Let’s face it: our healthcare system was not prepared for COVID-19. From skyrocketing numbers of admissions to emergency and intensive care units to plummeting critical supplies, constant misinformation, and inconsistent testing, we have been taken by surprise.
Before COVID-19, our healthcare system was already bending under the weight of the epidemic of type 2 diabetes, hypertension, heart disease and other chronic conditions that were common indicators of higher deaths from COVID-19. These diseases affect over 129 million Americans and claim more than 1.7 million lives each year – more than double the number of deaths the pandemic claimed in the United States.
The Biden administration recently announced plans to invest more than $ 7 billion from the American Rescue Plan to improve public health infrastructure through training and recruitment. As preventive medicine physicians, we thank the administration for this proactive effort, but caution that unless these efforts are focused on educating public health and clinical staff responsible for tackling chronic disease epidemics, our systems and our communities will not be ready for the next disaster is when, not if, it will happen.
To effectively achieve the goal of improving public health infrastructure, this one-off cash flow must be coupled with long-term strategic investment in medical leaders trained in public health, including preventive medicine doctors. The American College of Preventive Medicine encourages hospital and health system administrators, public health officials, and clinical consultants to invest in the development of medical staff with unique training in both clinical and public health.

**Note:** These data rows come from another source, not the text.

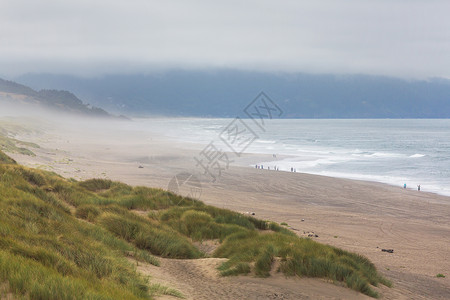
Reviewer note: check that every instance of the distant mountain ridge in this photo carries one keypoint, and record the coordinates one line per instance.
(18, 94)
(225, 93)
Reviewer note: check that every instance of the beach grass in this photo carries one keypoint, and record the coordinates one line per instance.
(63, 239)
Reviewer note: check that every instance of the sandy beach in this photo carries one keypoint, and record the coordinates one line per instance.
(364, 217)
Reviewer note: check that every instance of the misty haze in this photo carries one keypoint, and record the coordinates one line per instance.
(202, 150)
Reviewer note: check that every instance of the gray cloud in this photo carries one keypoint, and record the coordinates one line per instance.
(399, 38)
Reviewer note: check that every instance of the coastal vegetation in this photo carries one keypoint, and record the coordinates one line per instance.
(64, 239)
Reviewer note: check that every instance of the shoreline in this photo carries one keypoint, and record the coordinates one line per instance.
(358, 216)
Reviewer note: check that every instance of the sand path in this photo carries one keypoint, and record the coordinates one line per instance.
(363, 217)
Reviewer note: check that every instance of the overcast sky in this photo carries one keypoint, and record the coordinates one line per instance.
(407, 38)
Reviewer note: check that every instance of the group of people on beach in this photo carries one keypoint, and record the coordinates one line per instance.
(273, 168)
(418, 186)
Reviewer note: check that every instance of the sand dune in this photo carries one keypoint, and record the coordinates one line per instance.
(363, 217)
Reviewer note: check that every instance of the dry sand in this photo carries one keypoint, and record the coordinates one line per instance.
(359, 216)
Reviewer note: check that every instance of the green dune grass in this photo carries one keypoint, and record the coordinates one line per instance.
(62, 239)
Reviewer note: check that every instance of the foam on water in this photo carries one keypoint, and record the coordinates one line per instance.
(389, 151)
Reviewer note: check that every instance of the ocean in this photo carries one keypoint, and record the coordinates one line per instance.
(393, 151)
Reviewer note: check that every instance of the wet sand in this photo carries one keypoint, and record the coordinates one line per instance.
(359, 216)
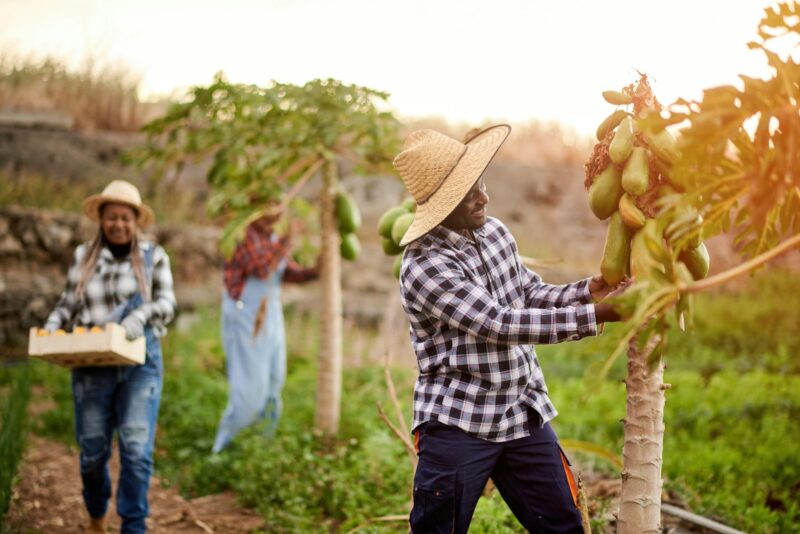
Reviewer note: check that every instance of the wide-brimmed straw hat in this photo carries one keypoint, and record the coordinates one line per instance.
(119, 192)
(439, 171)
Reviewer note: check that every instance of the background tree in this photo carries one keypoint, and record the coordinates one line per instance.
(737, 165)
(265, 143)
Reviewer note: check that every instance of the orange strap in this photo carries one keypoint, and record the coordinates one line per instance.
(573, 487)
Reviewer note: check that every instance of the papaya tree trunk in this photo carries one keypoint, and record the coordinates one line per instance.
(329, 377)
(640, 500)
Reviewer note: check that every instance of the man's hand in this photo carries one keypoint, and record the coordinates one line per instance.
(599, 288)
(134, 327)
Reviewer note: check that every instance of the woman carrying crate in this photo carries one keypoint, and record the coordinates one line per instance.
(117, 278)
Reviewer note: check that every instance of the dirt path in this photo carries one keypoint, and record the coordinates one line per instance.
(48, 499)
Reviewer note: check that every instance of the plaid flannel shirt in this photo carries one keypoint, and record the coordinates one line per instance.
(113, 283)
(258, 255)
(473, 332)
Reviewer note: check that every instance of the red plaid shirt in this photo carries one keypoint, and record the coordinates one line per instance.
(258, 255)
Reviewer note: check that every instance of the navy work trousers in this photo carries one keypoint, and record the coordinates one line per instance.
(531, 474)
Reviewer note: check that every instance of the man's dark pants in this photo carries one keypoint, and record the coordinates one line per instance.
(529, 472)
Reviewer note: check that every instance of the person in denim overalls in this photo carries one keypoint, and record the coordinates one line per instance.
(118, 278)
(252, 328)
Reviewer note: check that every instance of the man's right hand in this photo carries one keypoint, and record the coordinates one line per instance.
(605, 312)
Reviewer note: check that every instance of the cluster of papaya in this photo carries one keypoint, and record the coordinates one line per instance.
(76, 330)
(628, 178)
(348, 219)
(392, 226)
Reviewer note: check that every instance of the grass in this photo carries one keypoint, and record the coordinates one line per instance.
(97, 95)
(730, 449)
(15, 392)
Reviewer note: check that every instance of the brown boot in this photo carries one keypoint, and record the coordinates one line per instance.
(96, 524)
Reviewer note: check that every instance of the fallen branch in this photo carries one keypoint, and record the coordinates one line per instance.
(385, 518)
(397, 432)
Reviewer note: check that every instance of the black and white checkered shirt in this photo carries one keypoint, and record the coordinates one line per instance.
(473, 331)
(113, 283)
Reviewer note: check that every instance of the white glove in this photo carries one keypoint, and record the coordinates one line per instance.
(134, 326)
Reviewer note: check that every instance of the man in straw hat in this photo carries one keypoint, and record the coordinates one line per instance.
(481, 407)
(118, 278)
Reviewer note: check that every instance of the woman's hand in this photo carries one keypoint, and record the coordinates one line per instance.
(134, 327)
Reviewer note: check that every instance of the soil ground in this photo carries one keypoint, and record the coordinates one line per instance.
(48, 499)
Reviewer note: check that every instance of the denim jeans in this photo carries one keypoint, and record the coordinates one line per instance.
(125, 399)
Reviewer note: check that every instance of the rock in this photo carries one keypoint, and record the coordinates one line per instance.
(55, 237)
(9, 246)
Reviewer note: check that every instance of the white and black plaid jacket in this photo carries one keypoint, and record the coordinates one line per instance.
(473, 331)
(113, 283)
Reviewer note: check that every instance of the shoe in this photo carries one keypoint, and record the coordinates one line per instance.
(96, 524)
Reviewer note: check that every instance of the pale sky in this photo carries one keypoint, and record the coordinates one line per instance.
(461, 59)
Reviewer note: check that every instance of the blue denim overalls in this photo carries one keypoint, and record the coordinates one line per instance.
(256, 356)
(125, 399)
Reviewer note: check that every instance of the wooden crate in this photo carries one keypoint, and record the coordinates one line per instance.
(109, 347)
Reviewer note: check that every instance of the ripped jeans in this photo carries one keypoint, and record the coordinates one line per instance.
(125, 399)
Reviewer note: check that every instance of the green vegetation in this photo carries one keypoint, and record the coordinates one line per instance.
(15, 392)
(730, 450)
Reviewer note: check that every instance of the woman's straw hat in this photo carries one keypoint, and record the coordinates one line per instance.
(439, 171)
(119, 192)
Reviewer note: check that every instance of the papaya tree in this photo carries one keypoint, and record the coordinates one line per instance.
(264, 143)
(734, 168)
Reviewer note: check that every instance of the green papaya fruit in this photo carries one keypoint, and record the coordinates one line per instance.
(697, 261)
(636, 173)
(400, 226)
(387, 220)
(347, 214)
(604, 193)
(398, 263)
(617, 98)
(643, 260)
(632, 216)
(616, 251)
(350, 247)
(390, 248)
(609, 123)
(620, 147)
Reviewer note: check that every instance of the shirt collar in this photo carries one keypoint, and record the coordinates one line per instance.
(456, 239)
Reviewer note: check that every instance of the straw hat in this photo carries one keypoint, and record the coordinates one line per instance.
(119, 192)
(439, 171)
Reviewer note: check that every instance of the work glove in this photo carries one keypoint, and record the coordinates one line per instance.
(134, 326)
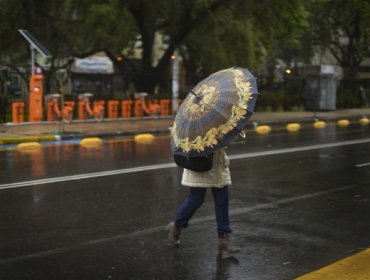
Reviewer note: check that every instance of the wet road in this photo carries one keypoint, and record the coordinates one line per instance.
(299, 201)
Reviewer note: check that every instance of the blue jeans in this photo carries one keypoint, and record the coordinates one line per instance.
(196, 198)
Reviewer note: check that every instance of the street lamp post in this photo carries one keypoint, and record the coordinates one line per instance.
(175, 82)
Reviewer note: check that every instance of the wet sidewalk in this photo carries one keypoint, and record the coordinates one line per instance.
(50, 131)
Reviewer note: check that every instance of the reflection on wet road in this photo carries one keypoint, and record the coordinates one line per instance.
(297, 203)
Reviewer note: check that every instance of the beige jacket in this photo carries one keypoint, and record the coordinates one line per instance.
(218, 176)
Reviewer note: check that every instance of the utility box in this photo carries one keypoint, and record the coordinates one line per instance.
(321, 87)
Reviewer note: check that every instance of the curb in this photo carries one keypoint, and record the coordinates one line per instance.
(249, 127)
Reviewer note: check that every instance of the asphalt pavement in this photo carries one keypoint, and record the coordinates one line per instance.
(11, 133)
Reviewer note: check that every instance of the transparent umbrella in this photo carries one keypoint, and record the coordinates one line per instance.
(214, 112)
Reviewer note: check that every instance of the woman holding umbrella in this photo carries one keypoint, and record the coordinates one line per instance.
(213, 114)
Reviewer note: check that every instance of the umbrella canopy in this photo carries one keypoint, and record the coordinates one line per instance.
(214, 112)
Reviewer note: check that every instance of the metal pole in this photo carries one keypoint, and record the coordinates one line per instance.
(32, 60)
(175, 83)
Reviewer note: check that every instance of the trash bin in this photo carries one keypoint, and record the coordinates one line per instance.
(321, 87)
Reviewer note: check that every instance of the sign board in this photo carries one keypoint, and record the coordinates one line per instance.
(93, 65)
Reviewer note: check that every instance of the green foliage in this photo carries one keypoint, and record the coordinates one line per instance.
(212, 34)
(343, 28)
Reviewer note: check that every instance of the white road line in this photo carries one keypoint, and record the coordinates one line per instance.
(151, 230)
(171, 165)
(363, 164)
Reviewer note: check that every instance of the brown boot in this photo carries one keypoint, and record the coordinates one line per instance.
(173, 234)
(223, 245)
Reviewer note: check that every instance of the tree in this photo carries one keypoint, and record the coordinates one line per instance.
(343, 28)
(212, 34)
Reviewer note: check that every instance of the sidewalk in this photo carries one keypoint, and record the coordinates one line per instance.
(50, 131)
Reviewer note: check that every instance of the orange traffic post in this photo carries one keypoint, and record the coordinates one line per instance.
(35, 97)
(82, 113)
(138, 108)
(97, 104)
(17, 112)
(69, 104)
(126, 108)
(113, 109)
(165, 107)
(49, 111)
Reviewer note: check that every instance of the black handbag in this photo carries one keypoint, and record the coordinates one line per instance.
(197, 164)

This strategic move to transform us from nursing to health care lays a solid foundation to start building a system that places prevention at the heart. By screening for disease and promoting health-based health initiatives, we can tackle common chronic diseases that currently affect half of all Americans and cost the country more than $ 3.8 trillion. If strategic investments are not made now, these numbers will only grow and further worsen the health of our nation.
Formal public health education and hands-on experience provide opportunities for developing specific skills. While meeting growing health care needs requires these future leaders to be competent in clinical preventive medicine, it is imperative that they also have a solid understanding of the senior leadership perspective, the health needs of their populations, and evidence-based approaches to problem solving. clinical and public health problems.
Competence-based training in all of these areas provides future leaders with the opportunity to become familiar with the business reality of managing a high-quality and sustainable healthcare system, gaining an administrative understanding of preventive medicine, public health, and clinical training. This extensive and formal instruction enables quick and effective integration and involvement in a wide range of healthcare settings, from hospital administration and public health to preventive medicine and clinical care.
Dedicating COVID-19 emergency funds to public health workforce development provides a unique opportunity for healthcare organizations and systems to improve their infrastructure to meet current and future health challenges. To ensure long-term public health preparedness and success, ACPM encourages hospital and health system leaders to create a future workforce who understands their workplace at the clinical, population and administrative levels. This investment will provide health systems with the infrastructure to respond quickly and skillfully to the challenges we face now and in the future.
Dr. M. “Thonette” Crowsel-Wood is president of the American College of Preventive Medicine.